Читаем Скучный декабрь полностью

— Мне для полного счастья парохода не хватает, — сообщил он, вытянув ногу поближе к огню так, что борющиеся с налившейся темнотой всполохи костра осветили полуоторванную подошву правого ботинка, подвязанную омерзительной грязной тряпкой. — Я, братцы, как порядок установится, на флот пойду. Поплаваю чуток, уж больно мне понравилось мир этот рассматривать. Я же телеграфистом могу, земеля у меня в искровой команде служил, так я с ним напостояно выпивал. Немудреная наука совершено. Знай себе проводки тяни, вытягивай. А телеграфисты завсегда в цене. Пойду на пароход, пайка там хорошая макароны дают, денег опять же. Так и може скоплю, куплю себе небольшой, да и буду плавать без дому, жизнь смотреть удивляться.

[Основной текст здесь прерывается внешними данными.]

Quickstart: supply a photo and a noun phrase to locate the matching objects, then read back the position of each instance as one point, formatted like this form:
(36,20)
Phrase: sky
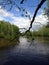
(14,15)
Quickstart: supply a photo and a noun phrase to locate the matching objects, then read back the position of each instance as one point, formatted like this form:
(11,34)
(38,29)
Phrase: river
(26,53)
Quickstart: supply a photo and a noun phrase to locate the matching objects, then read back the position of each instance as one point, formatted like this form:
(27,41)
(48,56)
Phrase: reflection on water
(31,53)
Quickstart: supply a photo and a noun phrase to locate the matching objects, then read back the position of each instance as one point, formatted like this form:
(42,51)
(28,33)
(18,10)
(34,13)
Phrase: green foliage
(8,31)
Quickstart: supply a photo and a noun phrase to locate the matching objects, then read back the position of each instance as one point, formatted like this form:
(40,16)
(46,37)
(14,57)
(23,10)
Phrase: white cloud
(20,21)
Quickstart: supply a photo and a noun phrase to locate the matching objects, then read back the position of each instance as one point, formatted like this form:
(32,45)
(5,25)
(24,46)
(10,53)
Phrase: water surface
(26,53)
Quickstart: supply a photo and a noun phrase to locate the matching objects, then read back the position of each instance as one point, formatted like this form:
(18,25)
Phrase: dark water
(26,53)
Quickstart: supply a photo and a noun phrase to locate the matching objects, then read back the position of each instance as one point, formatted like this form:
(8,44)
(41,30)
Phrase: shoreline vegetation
(9,34)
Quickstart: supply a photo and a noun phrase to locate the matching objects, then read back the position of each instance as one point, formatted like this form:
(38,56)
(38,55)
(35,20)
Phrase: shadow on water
(26,53)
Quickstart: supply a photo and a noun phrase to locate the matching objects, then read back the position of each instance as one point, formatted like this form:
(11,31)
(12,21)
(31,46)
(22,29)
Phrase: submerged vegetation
(9,34)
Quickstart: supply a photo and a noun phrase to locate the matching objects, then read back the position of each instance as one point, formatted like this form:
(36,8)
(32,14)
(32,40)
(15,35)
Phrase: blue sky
(14,15)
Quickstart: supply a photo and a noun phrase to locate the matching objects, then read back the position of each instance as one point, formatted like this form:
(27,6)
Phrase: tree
(46,11)
(4,3)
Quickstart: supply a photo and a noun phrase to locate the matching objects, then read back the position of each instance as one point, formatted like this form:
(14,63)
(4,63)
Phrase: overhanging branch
(38,7)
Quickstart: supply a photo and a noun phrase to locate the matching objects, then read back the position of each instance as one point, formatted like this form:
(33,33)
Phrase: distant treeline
(8,31)
(42,32)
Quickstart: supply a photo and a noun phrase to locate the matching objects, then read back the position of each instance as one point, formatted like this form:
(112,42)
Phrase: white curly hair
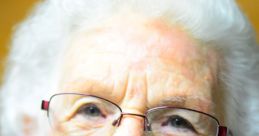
(38,43)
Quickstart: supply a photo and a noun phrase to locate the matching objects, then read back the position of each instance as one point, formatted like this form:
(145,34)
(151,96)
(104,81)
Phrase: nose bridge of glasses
(145,123)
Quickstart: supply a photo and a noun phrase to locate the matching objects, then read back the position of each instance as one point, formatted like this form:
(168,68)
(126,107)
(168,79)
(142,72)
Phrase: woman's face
(139,65)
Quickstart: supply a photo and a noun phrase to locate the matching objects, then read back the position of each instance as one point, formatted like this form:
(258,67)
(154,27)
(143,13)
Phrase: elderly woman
(132,68)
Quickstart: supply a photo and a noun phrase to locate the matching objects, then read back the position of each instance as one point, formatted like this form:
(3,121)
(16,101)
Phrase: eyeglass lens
(73,114)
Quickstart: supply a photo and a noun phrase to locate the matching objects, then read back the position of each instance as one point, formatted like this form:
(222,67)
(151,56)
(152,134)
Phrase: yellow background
(13,11)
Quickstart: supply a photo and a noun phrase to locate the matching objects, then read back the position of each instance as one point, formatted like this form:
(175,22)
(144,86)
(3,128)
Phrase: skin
(140,64)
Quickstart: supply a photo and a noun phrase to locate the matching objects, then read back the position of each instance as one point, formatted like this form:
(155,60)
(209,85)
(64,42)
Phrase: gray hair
(38,43)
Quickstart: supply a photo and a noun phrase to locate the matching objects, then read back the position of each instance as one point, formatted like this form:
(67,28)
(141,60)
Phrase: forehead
(152,55)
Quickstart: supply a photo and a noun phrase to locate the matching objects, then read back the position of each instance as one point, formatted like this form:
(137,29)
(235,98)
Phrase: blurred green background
(13,11)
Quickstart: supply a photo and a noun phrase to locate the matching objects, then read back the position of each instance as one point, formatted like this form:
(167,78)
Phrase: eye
(91,110)
(178,122)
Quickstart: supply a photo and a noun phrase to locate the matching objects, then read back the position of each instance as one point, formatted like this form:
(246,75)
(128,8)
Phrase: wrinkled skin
(140,64)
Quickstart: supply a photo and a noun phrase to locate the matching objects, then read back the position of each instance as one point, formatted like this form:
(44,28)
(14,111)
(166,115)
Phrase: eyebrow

— Когда он, порядок, будет. — тоскливо произнес кашевар Степа. — С ума люди вышли. Ходили, ходили, да и вышли. А сколько побило? Я у Козинеце был. Немчура как надавила, «хох» свой кричат. Ужас, братцы, сплошной ужас. Пушками палили полдня, штабс- капитана нашего поубивало вконец, поручика Ветрова поубивало. Семьдесят седмиц человек положило. Куды тикать? Позади Висла, справа по яру герман шебуршит. Налево поле чистое. Не будет порядку, пока еще крови не пустим друг-дружке. Уже привыкли: смерть человеческая, что антрекот подать.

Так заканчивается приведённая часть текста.